How many grams of Aluminum oxide will be produced when 2.44 grams of Aluminum burns in air (i.e. react with Oxygen)?
4Al + 3O2 ==> 2Al2O3
1. mols Al - grams/atomic mass
2. Using the coefficients in the balanced equation, convert mols Al to mols Al2O3
3. Now convert mols Al2O3 to g. g = mols x molar mass
To determine the grams of aluminum oxide produced when aluminum reacts with oxygen, we need to understand the balanced chemical equation for this reaction.
The balanced chemical equation is:
4Al (s) + 3O2 (g) → 2Al2O3 (s)
From the equation, we can see that 4 moles of aluminum react with 3 moles of oxygen to produce 2 moles of aluminum oxide.
To find the moles of aluminum oxide produced, we can use the molar mass of aluminum (26.98 g/mol) and the molar mass of aluminum oxide (101.96 g/mol).
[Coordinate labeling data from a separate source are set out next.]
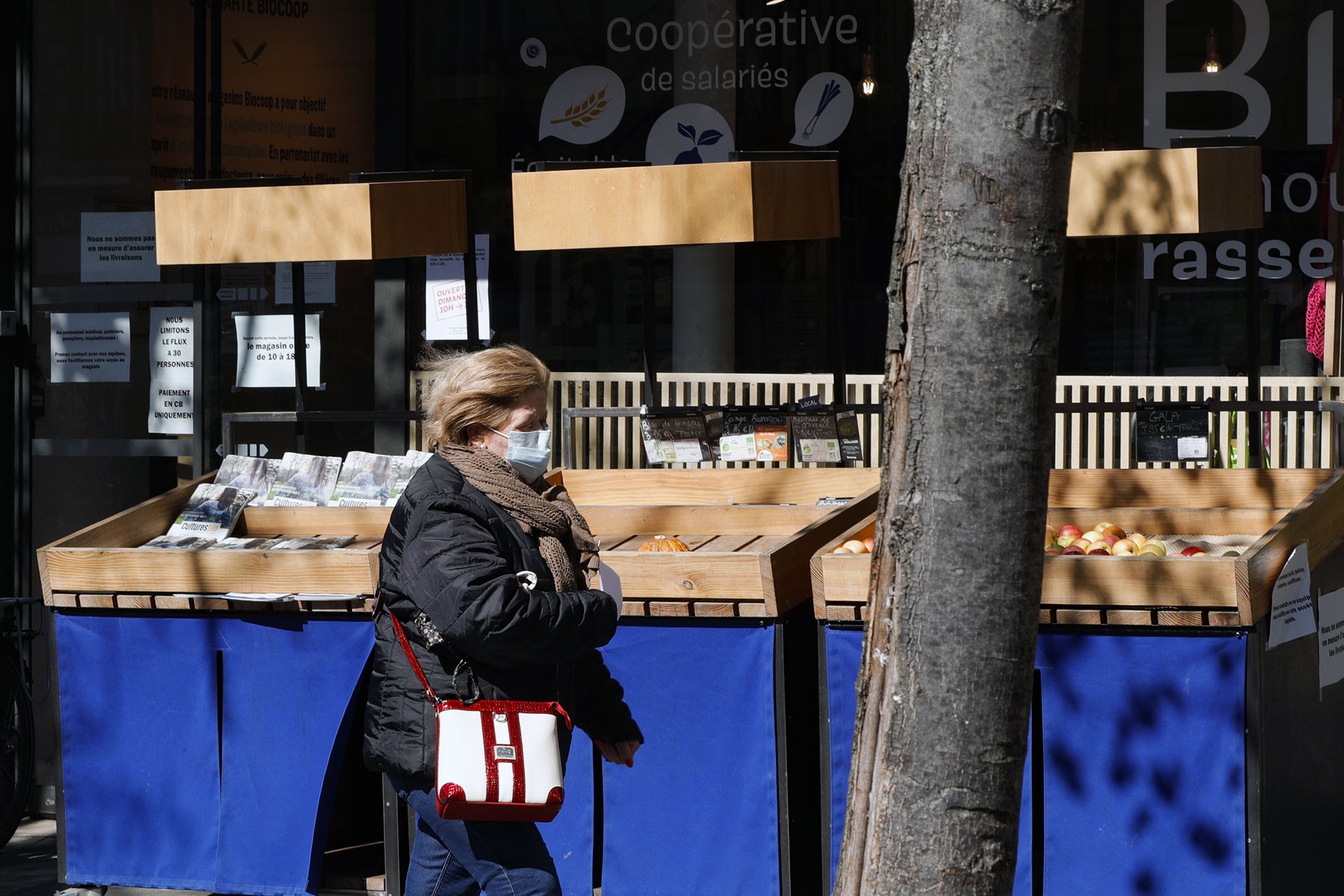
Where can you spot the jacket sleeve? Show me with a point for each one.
(600, 701)
(454, 570)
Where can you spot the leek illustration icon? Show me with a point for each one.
(830, 93)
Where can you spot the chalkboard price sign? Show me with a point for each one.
(1171, 433)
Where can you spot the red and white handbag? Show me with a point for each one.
(496, 760)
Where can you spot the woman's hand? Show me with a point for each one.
(620, 752)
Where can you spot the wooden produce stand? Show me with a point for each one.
(750, 533)
(718, 662)
(1159, 697)
(1272, 511)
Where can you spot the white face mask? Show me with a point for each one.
(528, 453)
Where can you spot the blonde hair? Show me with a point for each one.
(477, 387)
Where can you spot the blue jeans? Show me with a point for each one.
(465, 858)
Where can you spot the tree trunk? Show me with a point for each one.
(977, 274)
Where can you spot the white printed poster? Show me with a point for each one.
(1331, 637)
(445, 293)
(118, 248)
(171, 368)
(267, 349)
(319, 284)
(90, 348)
(1291, 610)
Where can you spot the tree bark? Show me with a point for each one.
(977, 274)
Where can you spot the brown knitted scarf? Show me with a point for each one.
(545, 511)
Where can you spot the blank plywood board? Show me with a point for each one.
(311, 223)
(1166, 191)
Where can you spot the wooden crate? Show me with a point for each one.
(730, 202)
(752, 533)
(1276, 510)
(102, 567)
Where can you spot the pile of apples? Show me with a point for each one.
(1112, 540)
(855, 546)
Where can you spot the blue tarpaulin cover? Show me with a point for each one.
(698, 813)
(1144, 783)
(195, 750)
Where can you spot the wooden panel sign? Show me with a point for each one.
(1171, 433)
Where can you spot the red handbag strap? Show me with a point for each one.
(406, 647)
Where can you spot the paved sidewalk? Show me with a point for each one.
(29, 862)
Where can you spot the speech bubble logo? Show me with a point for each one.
(689, 133)
(823, 109)
(584, 105)
(533, 52)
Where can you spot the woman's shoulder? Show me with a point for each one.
(438, 484)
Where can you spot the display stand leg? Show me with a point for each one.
(396, 841)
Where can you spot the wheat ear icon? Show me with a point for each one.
(585, 112)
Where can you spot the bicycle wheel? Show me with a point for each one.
(15, 746)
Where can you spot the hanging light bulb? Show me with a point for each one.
(1211, 62)
(869, 85)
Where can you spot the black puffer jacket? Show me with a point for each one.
(449, 570)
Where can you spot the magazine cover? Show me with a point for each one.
(179, 543)
(252, 473)
(241, 545)
(366, 480)
(326, 543)
(211, 512)
(413, 461)
(304, 480)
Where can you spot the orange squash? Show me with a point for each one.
(664, 543)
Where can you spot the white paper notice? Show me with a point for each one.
(609, 582)
(1193, 448)
(445, 293)
(1291, 612)
(118, 248)
(171, 365)
(319, 284)
(1331, 637)
(267, 349)
(90, 348)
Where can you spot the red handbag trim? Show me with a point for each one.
(449, 797)
(500, 812)
(492, 766)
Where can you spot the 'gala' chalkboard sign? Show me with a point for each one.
(1171, 433)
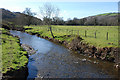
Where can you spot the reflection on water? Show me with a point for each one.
(55, 61)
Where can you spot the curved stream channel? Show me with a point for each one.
(55, 61)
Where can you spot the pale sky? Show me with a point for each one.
(68, 8)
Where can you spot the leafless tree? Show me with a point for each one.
(48, 12)
(29, 15)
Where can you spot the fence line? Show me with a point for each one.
(76, 32)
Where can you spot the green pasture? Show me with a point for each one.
(13, 57)
(100, 40)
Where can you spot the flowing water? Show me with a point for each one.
(55, 61)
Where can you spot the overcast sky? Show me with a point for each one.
(68, 8)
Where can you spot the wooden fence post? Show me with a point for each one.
(78, 32)
(85, 33)
(107, 35)
(72, 32)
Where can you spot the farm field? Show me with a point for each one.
(99, 36)
(13, 56)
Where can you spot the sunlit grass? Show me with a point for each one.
(99, 41)
(12, 55)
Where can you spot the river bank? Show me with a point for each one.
(76, 44)
(14, 57)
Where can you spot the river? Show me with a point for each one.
(55, 61)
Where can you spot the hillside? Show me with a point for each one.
(17, 18)
(106, 19)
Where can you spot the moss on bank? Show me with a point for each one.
(13, 56)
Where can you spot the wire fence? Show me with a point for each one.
(83, 33)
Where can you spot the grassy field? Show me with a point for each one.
(13, 57)
(99, 41)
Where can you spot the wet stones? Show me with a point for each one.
(29, 49)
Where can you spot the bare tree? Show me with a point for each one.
(48, 11)
(29, 15)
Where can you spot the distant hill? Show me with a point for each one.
(17, 18)
(106, 19)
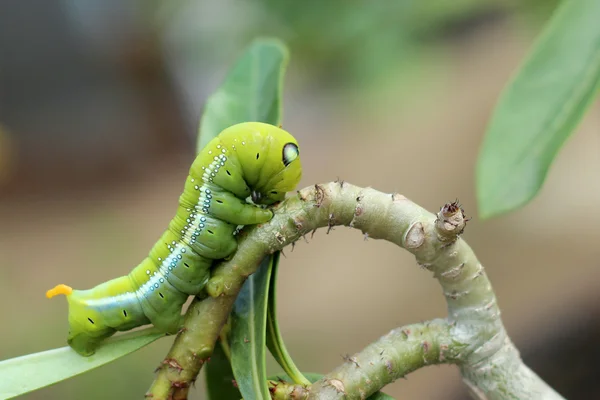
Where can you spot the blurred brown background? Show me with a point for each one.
(99, 107)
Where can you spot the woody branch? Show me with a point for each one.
(472, 336)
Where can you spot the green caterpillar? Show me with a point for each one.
(248, 160)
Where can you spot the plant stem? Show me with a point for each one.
(472, 336)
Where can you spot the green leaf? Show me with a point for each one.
(219, 377)
(313, 377)
(274, 339)
(24, 374)
(247, 336)
(540, 108)
(251, 91)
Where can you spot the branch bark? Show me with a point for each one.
(472, 336)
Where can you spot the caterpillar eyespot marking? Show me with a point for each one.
(212, 207)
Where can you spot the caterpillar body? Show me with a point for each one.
(248, 160)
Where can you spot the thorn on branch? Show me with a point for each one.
(280, 238)
(450, 222)
(330, 223)
(171, 362)
(319, 195)
(349, 359)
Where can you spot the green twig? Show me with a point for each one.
(472, 336)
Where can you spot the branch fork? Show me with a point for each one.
(472, 336)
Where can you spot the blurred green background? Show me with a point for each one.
(99, 108)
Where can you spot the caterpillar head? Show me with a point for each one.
(283, 180)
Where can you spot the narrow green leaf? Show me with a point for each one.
(219, 377)
(274, 339)
(247, 337)
(34, 371)
(251, 91)
(540, 108)
(313, 377)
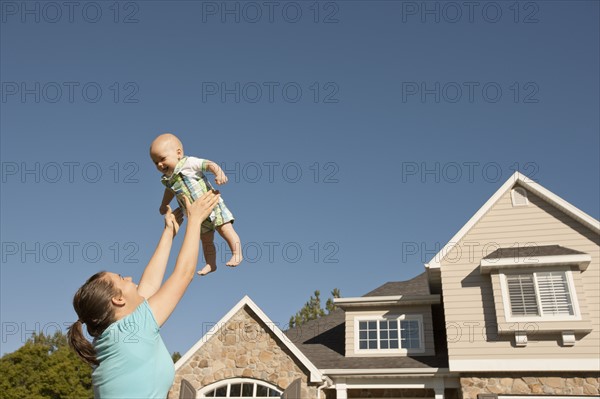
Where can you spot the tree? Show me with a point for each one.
(312, 309)
(45, 368)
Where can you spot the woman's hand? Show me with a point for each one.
(173, 219)
(202, 207)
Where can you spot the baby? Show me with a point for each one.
(183, 176)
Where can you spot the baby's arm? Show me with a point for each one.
(220, 177)
(167, 198)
First, we need to calculate the number of moles of aluminum using its molar mass:
moles of aluminum = mass of aluminum / molar mass of aluminum
= 2.44 g / 26.98 g/mol
moles of aluminum = 0.0904 mol
From the balanced equation, we know that 4 moles of aluminum react with 2 moles of aluminum oxide. Therefore, we can determine the moles of aluminum oxide produced:
moles of aluminum oxide = (moles of aluminum / 4) × 2
= (0.0904 mol / 4) × 2
moles of aluminum oxide = 0.0452 mol
Finally, let's calculate the mass of aluminum oxide using its molar mass:
mass of aluminum oxide = moles of aluminum oxide × molar mass of aluminum oxide
= 0.0452 mol × 101.96 g/mol
mass of aluminum oxide = 4.61 grams
Therefore, approximately 4.61 grams of aluminum oxide will be produced when 2.44 grams of aluminum reacts with oxygen.